Il continua à regarder sa silhouette en retraite qui, sans un mot, entra dans la salle de bain le laissant toujours sous le choc.
Tandis qu'à l'intérieur de la salle de bain, dès que l'eau a déferlé sur sa silhouette fatiguée, elle s'est effondrée sur le sol, laissant ses larmes se mélanger à l'eau.
Personne ne l'avait jamais manipulée d'une manière aussi brutale. Elle a toujours été une fille calme, joyeuse et sensée aimée de tous ceux qui l'entouraient, que personne n'avait jamais même haussé le ton sur elle.
Au moment où elle a répondu à Advaith, elle a également craint et s'est demandée s'il levait la main sur elle et la frappait ! ? Ou et s'il faisait quelque chose d'interdit avec elle, lui donnant la douleur d'une vie !?
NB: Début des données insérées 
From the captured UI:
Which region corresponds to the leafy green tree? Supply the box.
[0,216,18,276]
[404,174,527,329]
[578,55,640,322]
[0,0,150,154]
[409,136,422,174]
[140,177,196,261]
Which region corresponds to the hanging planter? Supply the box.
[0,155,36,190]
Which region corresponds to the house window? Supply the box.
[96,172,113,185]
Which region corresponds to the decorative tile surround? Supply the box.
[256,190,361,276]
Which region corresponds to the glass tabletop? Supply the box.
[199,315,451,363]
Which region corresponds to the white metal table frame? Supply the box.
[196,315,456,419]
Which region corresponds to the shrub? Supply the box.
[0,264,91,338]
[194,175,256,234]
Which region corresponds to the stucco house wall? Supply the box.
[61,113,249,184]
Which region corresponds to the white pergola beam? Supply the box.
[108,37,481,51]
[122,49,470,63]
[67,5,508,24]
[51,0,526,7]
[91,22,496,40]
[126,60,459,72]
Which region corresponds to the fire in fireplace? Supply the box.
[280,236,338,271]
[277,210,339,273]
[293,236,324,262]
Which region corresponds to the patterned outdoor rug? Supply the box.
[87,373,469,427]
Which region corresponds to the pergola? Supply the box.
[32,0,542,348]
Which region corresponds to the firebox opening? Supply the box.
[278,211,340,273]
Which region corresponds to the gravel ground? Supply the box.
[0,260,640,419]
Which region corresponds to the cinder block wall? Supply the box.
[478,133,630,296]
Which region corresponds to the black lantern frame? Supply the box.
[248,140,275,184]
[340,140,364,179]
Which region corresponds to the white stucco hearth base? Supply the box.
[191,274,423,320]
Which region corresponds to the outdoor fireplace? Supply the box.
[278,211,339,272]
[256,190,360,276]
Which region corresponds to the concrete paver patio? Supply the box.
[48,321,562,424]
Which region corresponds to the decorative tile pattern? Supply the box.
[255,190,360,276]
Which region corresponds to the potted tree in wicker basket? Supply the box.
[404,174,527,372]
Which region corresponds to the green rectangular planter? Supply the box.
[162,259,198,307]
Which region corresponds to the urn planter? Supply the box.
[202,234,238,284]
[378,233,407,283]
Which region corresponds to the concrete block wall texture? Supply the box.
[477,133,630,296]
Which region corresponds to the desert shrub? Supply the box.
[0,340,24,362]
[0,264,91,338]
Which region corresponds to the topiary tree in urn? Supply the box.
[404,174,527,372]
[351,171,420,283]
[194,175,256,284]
Les pensées mêmes la faisaient frissonner au point qu'elle avait maintenant peur de respirer le même air que le sien.
Après une longue douche et avoir pleuré son cœur, Aarohi est entrée dans le dressing pour se changer en une autre paire de vêtements.
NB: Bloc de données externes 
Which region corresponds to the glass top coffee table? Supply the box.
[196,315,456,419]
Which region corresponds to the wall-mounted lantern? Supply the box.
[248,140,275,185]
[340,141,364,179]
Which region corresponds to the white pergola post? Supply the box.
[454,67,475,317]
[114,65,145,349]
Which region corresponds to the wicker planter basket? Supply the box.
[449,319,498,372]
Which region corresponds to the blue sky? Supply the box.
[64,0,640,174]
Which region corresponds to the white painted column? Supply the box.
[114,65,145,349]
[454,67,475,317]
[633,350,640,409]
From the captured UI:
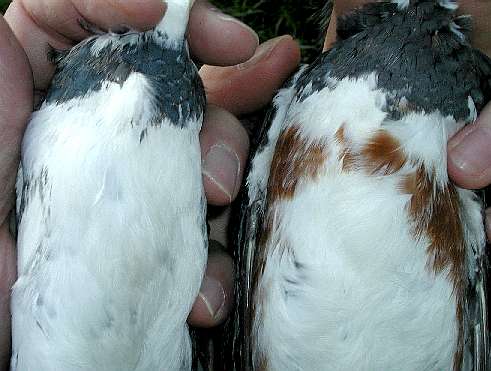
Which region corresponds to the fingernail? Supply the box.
[449,124,491,176]
[210,6,259,44]
[198,276,225,319]
[203,144,240,202]
[237,35,292,70]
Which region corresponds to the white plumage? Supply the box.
[232,0,491,371]
[11,0,207,371]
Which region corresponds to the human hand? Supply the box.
[0,0,299,369]
[324,0,491,240]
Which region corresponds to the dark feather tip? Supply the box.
[48,44,70,64]
[78,18,107,35]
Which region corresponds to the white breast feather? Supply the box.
[248,74,484,371]
[12,73,207,371]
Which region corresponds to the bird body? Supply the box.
[11,0,207,371]
[235,1,491,371]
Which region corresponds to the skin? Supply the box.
[0,0,491,369]
[0,0,300,370]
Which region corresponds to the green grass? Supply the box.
[211,0,326,61]
[0,0,326,61]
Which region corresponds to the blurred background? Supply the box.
[0,0,326,62]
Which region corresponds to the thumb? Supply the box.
[448,104,491,189]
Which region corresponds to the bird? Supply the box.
[11,0,208,371]
[234,0,491,371]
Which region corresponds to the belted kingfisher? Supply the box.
[233,0,491,371]
[11,0,207,371]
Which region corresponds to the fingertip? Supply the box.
[72,0,166,31]
[200,35,300,116]
[188,241,233,328]
[200,106,249,206]
[448,104,491,189]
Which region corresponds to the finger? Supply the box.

En entrant dans la chambre, elle a cherché Advaith qui était introuvable et elle a soupiré de soulagement. Marchant de son côté, elle s'est allongée sur le lit fatiguée de tout ce qui se passait, jusqu'à ce que le sommeil la consume.
Environ une demi-heure plus tard, Advaith est entré dans la chambre après s'être calmé et avoir évacué toute sa colère sur le sac de frappe dans la salle de sport.
Il a vu Aarohi dormir paisiblement de son côté, après avoir fait de sa vie un enfer, et la colère a commencé à monter à nouveau.
Jusqu'à ce que—
Ses yeux sont tombés sur ses épaules où la rougeur de ses marques de doigts brillait clairement sous la faible lumière, et ses yeux se sont adoucis.
Une culpabilité soudaine a submergé sa colère et il a soupiré avant de marcher vers la coiffeuse pour lui chercher une pommade.
Assis silencieusement à côté d'elle, il l'a légèrement touchée là où se trouvaient les marques, gagnant un sifflement de sa part et il a immédiatement retiré ses doigts. Il a pris une petite quantité de pommade sur son doigt et l'a légèrement appliquée des deux côtés, en faisant attention à ne pas la laisser ressentir de douleur.
La couvrant correctement avec la couverture, il a posé la pommade sur la table de chevet et s'est dirigé vers son côté pour prendre ses oreillers et sa couverture, avant de marcher vers le canapé et de glisser paresseusement dessus, jusqu'à ce que le sommeil le consume.